The global default rate for high-yield debt dropped 0.6 percentage point in the fourth quarter to end 2012 at 2.6 percent, according to a report from Moody’s Investors Service.
The ratings company’s trailing 12-month global speculative-grade default rate fell from 3.2 percent in the third quarter and remains below the 4.8 percent historical average in data going back to 1983, New York-based Moody’s said. The rate is higher than the 1.9 percent recorded in 2011.
“The low interest rate policy pursued by the Fed and other central banks prompted both investment-grade and speculative-grade rated companies to sell more bonds,” Moody’s said in a report dated yesterday.
U.S. speculative-grade defaults fell to 3.2 percent in December, down from 3.6 percent in the previous quarter and compared with 1.9 percent at the end of 2011. High-risk, high-yield bonds are rated below Baa3 by Moody’s and lower than BBB-by Standard & Poor’s.
The worldwide total of corporate defaults rose in 2012, with 58 Moody’s-rated corporate debt issuers defaulting compared with 38 the prior year, the ratings company said. Ten defaults were recorded in the last quarter, according to the report.

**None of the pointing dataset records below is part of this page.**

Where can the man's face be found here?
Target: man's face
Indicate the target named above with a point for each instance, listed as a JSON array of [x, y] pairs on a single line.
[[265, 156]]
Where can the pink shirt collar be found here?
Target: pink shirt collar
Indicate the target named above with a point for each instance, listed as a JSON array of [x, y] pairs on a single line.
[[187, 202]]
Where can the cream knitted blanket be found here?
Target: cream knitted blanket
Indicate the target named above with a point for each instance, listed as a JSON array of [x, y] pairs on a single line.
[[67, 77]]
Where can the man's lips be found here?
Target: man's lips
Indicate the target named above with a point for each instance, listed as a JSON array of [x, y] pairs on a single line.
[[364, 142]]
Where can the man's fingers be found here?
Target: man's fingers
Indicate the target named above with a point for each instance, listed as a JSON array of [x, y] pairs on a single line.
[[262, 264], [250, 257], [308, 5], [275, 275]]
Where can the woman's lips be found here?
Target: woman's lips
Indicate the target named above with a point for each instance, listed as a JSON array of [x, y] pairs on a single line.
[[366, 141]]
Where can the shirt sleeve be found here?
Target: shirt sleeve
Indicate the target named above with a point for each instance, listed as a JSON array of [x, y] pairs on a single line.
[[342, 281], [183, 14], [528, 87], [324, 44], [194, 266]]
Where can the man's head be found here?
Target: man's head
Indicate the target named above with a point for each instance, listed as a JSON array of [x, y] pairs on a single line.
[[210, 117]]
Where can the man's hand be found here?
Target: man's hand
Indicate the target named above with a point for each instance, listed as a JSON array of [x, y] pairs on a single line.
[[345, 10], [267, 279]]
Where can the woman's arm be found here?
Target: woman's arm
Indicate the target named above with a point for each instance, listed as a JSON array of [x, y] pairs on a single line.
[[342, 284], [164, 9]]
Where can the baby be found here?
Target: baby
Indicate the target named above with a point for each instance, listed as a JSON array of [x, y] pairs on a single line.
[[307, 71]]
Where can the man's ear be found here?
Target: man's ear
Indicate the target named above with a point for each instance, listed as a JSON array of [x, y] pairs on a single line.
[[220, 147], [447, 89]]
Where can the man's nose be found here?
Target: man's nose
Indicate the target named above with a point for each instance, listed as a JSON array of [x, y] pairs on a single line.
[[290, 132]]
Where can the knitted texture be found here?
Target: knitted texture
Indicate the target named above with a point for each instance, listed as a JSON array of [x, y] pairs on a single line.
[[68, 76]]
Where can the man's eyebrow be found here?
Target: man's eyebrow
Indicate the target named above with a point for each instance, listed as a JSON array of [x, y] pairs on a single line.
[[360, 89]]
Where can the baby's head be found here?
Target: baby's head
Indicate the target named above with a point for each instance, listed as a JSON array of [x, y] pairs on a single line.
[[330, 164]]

The ratings company expects the global rate to rise to 3 percent by the end of this year, as the economic recovery remains weak and sovereign debt woes “will probably linger.” The rate should reach 3.3 percent in Europe and 3 percent in the U.S. in 2013, Moody’s said, with the advertising, printing and publishing industries leading defaults in the world’s largest economy.